Hana-Bi. So viel besser als Falling Down. Wie Takeshi Kitano den Herrn Nishi gibt, das weiß man gar nicht, wie so etwas gehen soll. Das rechte Auge, von dem man eine ganze Weile glaubt, es sei ein Glasauge. Bis sich das als Irrtum herausstellt, was die Physiognomie Kitanos noch beeindruckender macht. Wie die Situationen in diesem Film entwickelt werden, die die extremen Gewaltausbrüche gleichzeitig vollkommen logisch und undramatisch machen. Musste manchmal an Brecht denken. Die Malerei Kitanos ist furchtbar, aber sie dient in diesem Film ihrem Zweck sehr gut. Die Musik hingegen hätte jemand anders machen sollen. Mächtiger Film.






Ach so, Justiz.






Shriners







Falschgeld.





Montag, 8. Mai 2006


"Idiosynkrasie" fällt bei mir gern in die Gedächtnisspalte zwischen "Synkretismus" und "Synästhesie". Will dann nicht mehr rauskommen. Will Versteckerles spielen. Kichert blöde.

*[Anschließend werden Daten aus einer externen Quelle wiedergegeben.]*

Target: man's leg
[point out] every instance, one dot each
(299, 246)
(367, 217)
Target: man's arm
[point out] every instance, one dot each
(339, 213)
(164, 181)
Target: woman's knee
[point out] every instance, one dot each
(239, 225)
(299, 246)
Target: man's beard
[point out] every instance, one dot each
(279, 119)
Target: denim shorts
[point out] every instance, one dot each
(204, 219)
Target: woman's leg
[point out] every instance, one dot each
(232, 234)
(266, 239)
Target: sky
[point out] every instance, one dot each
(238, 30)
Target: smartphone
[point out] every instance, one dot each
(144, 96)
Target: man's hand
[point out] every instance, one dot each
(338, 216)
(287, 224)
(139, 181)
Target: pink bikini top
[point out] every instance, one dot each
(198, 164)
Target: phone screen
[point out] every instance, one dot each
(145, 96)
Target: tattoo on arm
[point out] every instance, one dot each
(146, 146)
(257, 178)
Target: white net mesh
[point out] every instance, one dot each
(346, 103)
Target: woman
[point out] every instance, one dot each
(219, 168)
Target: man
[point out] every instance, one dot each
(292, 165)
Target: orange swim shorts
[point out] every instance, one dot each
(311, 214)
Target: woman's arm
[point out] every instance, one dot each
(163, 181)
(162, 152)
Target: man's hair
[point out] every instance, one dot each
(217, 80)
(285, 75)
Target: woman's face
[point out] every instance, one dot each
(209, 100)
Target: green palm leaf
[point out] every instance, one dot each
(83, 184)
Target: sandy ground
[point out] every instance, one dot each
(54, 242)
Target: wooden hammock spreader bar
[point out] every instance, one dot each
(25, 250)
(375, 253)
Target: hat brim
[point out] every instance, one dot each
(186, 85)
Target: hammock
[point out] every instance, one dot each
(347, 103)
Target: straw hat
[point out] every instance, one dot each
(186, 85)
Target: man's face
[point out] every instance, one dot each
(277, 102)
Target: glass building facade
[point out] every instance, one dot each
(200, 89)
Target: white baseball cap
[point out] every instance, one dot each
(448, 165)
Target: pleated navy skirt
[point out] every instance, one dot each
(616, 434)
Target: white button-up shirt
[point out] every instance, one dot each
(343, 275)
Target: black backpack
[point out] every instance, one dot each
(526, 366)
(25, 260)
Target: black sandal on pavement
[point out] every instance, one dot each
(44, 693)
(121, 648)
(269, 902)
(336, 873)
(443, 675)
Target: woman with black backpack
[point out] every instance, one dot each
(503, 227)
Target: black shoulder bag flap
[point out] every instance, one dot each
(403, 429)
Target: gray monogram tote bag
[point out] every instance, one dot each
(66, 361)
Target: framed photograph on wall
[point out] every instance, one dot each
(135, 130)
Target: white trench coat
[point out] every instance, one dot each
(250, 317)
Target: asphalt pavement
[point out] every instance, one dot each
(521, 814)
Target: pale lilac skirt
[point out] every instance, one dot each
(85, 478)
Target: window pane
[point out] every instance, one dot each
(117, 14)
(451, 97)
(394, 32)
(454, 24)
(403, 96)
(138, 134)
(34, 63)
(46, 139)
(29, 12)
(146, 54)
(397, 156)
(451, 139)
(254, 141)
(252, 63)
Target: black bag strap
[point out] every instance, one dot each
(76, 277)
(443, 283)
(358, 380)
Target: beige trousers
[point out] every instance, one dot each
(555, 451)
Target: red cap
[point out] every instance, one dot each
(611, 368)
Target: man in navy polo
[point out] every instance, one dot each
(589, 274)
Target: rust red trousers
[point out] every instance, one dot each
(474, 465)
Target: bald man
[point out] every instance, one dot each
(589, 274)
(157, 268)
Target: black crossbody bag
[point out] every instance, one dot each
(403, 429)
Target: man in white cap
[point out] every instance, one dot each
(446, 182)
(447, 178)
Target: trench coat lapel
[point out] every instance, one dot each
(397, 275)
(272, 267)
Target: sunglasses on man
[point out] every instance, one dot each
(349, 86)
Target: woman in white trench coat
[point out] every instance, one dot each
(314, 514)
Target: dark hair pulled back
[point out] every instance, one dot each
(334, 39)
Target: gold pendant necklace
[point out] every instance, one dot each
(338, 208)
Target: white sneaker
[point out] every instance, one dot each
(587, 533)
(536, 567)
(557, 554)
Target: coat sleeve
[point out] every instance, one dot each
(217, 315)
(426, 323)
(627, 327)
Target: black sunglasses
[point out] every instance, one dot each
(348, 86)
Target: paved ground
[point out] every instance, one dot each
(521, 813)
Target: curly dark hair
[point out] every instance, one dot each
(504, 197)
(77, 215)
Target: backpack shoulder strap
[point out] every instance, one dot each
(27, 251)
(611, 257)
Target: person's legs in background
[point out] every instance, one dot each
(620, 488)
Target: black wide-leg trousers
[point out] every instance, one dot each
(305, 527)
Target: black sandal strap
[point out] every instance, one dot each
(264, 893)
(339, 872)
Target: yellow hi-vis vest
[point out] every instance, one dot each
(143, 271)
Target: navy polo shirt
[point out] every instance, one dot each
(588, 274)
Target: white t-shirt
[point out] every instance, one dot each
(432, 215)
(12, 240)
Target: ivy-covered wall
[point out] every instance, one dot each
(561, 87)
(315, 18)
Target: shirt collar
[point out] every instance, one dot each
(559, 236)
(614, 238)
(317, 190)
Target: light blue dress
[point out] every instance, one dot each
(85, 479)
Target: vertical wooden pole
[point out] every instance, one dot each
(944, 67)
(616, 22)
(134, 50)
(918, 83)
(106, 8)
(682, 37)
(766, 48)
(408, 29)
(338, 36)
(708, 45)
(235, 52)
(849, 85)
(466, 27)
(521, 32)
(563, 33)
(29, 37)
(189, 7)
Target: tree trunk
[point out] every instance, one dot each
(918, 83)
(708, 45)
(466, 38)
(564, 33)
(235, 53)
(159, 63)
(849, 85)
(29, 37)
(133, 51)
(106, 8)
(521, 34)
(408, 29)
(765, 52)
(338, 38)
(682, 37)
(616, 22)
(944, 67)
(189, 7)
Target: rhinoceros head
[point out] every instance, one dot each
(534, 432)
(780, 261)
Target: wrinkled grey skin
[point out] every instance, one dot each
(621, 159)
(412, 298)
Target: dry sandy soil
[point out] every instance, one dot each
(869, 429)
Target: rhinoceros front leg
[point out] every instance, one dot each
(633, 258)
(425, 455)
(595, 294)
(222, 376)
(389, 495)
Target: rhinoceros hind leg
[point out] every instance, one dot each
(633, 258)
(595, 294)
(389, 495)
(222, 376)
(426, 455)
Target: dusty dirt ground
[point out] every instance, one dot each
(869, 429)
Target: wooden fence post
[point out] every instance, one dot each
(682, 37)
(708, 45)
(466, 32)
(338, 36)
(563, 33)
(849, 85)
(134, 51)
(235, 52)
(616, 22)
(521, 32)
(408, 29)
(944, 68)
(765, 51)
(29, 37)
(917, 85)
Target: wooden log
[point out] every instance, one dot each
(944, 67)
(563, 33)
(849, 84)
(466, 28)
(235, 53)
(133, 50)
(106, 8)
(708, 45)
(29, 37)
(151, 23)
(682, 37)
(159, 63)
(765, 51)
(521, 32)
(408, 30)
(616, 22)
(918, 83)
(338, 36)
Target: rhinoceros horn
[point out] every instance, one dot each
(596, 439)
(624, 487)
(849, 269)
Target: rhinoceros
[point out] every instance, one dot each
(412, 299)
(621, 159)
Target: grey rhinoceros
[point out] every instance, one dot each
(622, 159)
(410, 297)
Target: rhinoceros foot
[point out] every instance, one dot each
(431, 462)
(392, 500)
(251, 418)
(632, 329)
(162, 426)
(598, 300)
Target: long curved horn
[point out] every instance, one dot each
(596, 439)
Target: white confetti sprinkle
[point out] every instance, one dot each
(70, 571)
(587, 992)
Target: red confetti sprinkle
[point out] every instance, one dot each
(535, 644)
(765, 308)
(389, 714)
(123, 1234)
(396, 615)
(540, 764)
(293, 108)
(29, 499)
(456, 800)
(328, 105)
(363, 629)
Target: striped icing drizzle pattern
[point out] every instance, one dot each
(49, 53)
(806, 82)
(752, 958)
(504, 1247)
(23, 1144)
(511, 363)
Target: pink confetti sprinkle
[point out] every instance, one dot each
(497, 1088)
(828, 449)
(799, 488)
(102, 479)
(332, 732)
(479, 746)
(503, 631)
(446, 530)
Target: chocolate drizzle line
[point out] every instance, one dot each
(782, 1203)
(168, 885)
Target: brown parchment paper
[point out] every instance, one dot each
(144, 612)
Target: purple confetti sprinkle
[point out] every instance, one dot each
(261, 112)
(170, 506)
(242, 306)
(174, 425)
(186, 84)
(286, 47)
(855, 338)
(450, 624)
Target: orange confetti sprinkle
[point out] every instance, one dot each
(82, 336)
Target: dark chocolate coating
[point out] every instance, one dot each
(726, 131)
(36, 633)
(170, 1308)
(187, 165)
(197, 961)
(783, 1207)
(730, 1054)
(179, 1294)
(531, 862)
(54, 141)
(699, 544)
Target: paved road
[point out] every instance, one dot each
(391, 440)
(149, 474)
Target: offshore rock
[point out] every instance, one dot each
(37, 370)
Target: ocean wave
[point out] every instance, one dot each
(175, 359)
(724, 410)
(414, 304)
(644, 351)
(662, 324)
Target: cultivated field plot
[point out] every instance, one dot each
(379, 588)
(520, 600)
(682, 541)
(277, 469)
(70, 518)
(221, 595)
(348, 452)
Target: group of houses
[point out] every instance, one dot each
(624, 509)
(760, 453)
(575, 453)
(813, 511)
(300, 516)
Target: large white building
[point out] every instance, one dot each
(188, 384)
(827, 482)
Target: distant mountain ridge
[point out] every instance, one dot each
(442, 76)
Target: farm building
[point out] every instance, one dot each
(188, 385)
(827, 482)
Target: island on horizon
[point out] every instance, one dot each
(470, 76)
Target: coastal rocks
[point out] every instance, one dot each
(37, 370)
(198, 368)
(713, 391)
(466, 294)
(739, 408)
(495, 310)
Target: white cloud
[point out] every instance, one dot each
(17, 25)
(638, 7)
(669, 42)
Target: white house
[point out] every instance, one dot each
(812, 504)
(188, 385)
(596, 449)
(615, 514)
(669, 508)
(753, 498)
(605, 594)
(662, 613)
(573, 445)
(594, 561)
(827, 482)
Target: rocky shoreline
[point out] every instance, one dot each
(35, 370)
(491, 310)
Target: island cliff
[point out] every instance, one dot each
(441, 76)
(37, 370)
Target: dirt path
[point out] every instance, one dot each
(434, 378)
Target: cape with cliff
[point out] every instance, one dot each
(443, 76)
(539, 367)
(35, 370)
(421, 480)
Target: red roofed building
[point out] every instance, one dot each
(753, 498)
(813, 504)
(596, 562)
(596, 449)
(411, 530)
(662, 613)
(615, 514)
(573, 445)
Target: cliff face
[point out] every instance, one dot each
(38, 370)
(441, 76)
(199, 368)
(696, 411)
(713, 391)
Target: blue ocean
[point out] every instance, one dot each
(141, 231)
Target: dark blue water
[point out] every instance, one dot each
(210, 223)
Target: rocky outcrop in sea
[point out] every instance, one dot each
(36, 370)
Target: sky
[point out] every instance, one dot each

Zahnarzthelferin. Während du mir mit dem Ultraschallstachel den Zahnstein entfernst und die Nerven kitzelst, liegt dein warmer Busen eng an meinem Kopf an. Danach polierst du mir die Fresse, es streift mich dein zahnmedizinisch ideal durchdesodorierter Atem. Es ist Frühling, Zahnarzthelferin. Das Leben ist schwierig.







Hotel, ich kannte dich, obwohl ich dich nicht kannte. Das Doppelbett war nicht parallel, sondern in Reihe geschaltet, wie der Beziehungselektroniker sagt. Logierte ein Paar dort, könnte es sich noch wechselweise die Zehen lutschen. Manche reiben auch die Schädeldächer aneinander. Philips-Fernseher! Du hingst so hoch, ich musste zu dir aufsehen. Baseler Straßenbahnen, ihr seid grün. Buchmesse! Du warst voller Buch. Basel ist eine schöne Stadt. Noch ein Ort in der Schweiz, an dem ich länger bleiben könnte.





Sonntag, 7. Mai 2006


Sprechakttheorie






door






The Glass Key. Weiß nicht. Hammett hat offenbar unwahrscheinlich gern Gesichtsausdruck und Statur seiner Charaktere beschrieben, er muss wohl geglaubt haben, damit sei alles gesagt. Auf- und Abtritte wie in einem Theaterstück. Die allgemeine Verfügbarkeit von Telefonen war 1931 noch so neu, dass in einem Kriminalroman pausenlos telefoniert werden durfte. Mehrere Menschen sterben. Der Fall wird gelöst. Man könnte auf die Idee kommen, das Beste an diesem Roman sei der Titel.